The financial breakdown tells the story. In 2025, SpaceX generated $18.7 billion in revenue. Starlink alone accounted for $11.4 billion of that, or about 61% of the total. The space segment brought in around $4 billion, and the freshly acquired AI unit added $3.2 billion. Starlink now serves more than 10 million subscribers worldwide.

The Part the Hype Is Skipping: SpaceX Is Losing Money

For all the trillion-dollar excitement, the prospectus contains a sobering reality. SpaceX is not profitable.

The company reported a net loss of $4.9 billion in 2025 against that $18.7 billion in revenue, and it has burned through more than $37 billion since it was founded in 2002. Starship development is a major reason. SpaceX poured roughly $3 billion into the rocket last year and another $930 million in just the first quarter of 2026.

There are other yellow flags worth knowing. Starlink’s average revenue per user has been falling, dropping from about $99 a month in 2023 to roughly $66 by early 2026 as the company expanded into lower-priced international markets. And the prospectus runs an eye-opening 38 pages of risk factors. Starship sits at the very top of that list, a reminder that several of the company’s recent test flights ended in what SpaceX itself calls a rapid unscheduled disassembly, the polite term for an explosion.

The filing also flags that SpaceX often does not insure its satellites or launch vehicles, that Musk’s attention is divided across multiple companies, and that the newly added AI business comes with its own legal and technical uncertainties.

Should You Buy SPCX Stock? a Note of Caution

History offers a useful warning for anyone tempted to chase the biggest IPO ever. Saudi Aramco, the last record holder, still trades below its 2019 listing price years later. Alibaba, once the largest US listing of its era, has gone roughly nowhere in the decade since its debut. Mega IPOs generate enormous excitement, but they have a track record of disappointing the investors who pile in at the open.

At a valuation approaching 100 times sales, SPCX leaves very little room for error.
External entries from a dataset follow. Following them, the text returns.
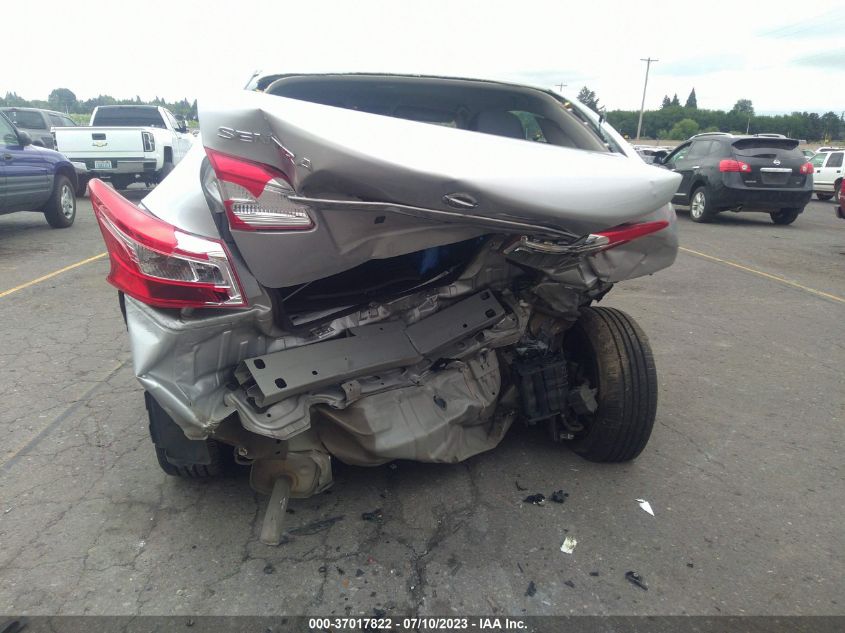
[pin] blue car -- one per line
(35, 178)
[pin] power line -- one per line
(648, 61)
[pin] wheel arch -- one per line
(69, 172)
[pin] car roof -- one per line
(727, 136)
(28, 109)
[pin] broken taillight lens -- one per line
(257, 196)
(626, 232)
(158, 264)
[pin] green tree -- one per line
(743, 106)
(683, 129)
(589, 99)
(12, 99)
(62, 99)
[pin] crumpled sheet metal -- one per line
(185, 365)
(448, 418)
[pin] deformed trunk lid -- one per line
(452, 183)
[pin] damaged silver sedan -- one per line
(381, 267)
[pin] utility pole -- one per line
(645, 85)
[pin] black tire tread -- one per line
(193, 471)
(52, 211)
(708, 214)
(627, 405)
(784, 216)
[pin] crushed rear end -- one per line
(379, 267)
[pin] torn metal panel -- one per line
(371, 348)
(448, 417)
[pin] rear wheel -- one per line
(612, 355)
(60, 210)
(784, 216)
(177, 455)
(82, 187)
(700, 208)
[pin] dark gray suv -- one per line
(37, 123)
(727, 172)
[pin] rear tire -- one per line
(82, 187)
(60, 210)
(177, 455)
(700, 208)
(784, 216)
(614, 356)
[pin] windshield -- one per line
(128, 117)
(27, 119)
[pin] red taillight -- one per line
(626, 232)
(157, 263)
(730, 164)
(257, 196)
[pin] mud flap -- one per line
(167, 435)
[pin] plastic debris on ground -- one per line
(559, 496)
(645, 505)
(635, 579)
(375, 515)
(538, 499)
(568, 546)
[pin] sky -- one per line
(784, 56)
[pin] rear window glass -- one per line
(765, 143)
(27, 119)
(128, 117)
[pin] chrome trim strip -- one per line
(434, 214)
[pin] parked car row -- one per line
(760, 173)
(123, 144)
(38, 123)
(35, 178)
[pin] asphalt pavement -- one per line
(744, 471)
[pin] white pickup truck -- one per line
(125, 144)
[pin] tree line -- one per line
(64, 100)
(678, 122)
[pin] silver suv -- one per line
(37, 123)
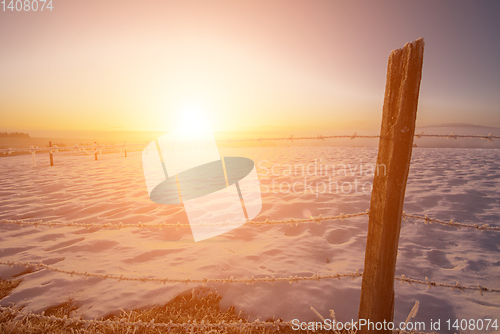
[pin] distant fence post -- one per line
(404, 71)
(33, 152)
(51, 156)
The company will also be classified as a controlled company because Musk will hold more than 82% of the voting power through a special share structure that gives his stock ten times the voting weight of ordinary shares. In plain terms, public shareholders will own a slice of the upside but almost none of the control.

None of this is investment advice, and you should speak with a licensed financial professional before making any decision. The point is simply that the story is more complicated than the trillion-dollar headlines suggest.

Conclusion

The SpaceX IPO is shaping up to be a genuine moment in financial history, the largest stock market debut the world has ever seen and a potential coronation of its first trillionaire. Behind the spectacle sits a company with breathtaking ambition, real revenue, deep losses, and a founder who will keep the controls firmly in his own hands.

When SPCX stock starts trading, it will not just be a new ticker on the Nasdaq. It will be a referendum on whether the public is ready to bet trillions on the future of space, satellites, and artificial intelligence all at once.

Frequently Asked Questions

Q1. What is the SpaceX IPO date?
SpaceX is expected to begin trading on the Nasdaq as soon as June 12, 2026, following an investor roadshow that starts the week of June 8.

Q2. What is the SpaceX stock ticker?
SpaceX has applied to list under the ticker symbol SPCX.

Q3. What is the SpaceX IPO price and valuation?
The company set a fixed price of $135 per share, which values SpaceX at roughly $1.77 trillion and could raise up to about $86 billion.

Q4. Will the SpaceX IPO make Elon Musk a trillionaire?
It could. His net worth is calculated at close to $1 trillion at the $135 price, so a strong trading debut could push him over the line, though much of his wealth remains in shares he has not sold.

Q5. Is SpaceX profitable
No. SpaceX reported a $4.9 billion net loss in 2025 on $18.7 billion in revenue, largely due to heavy spending on Starship development.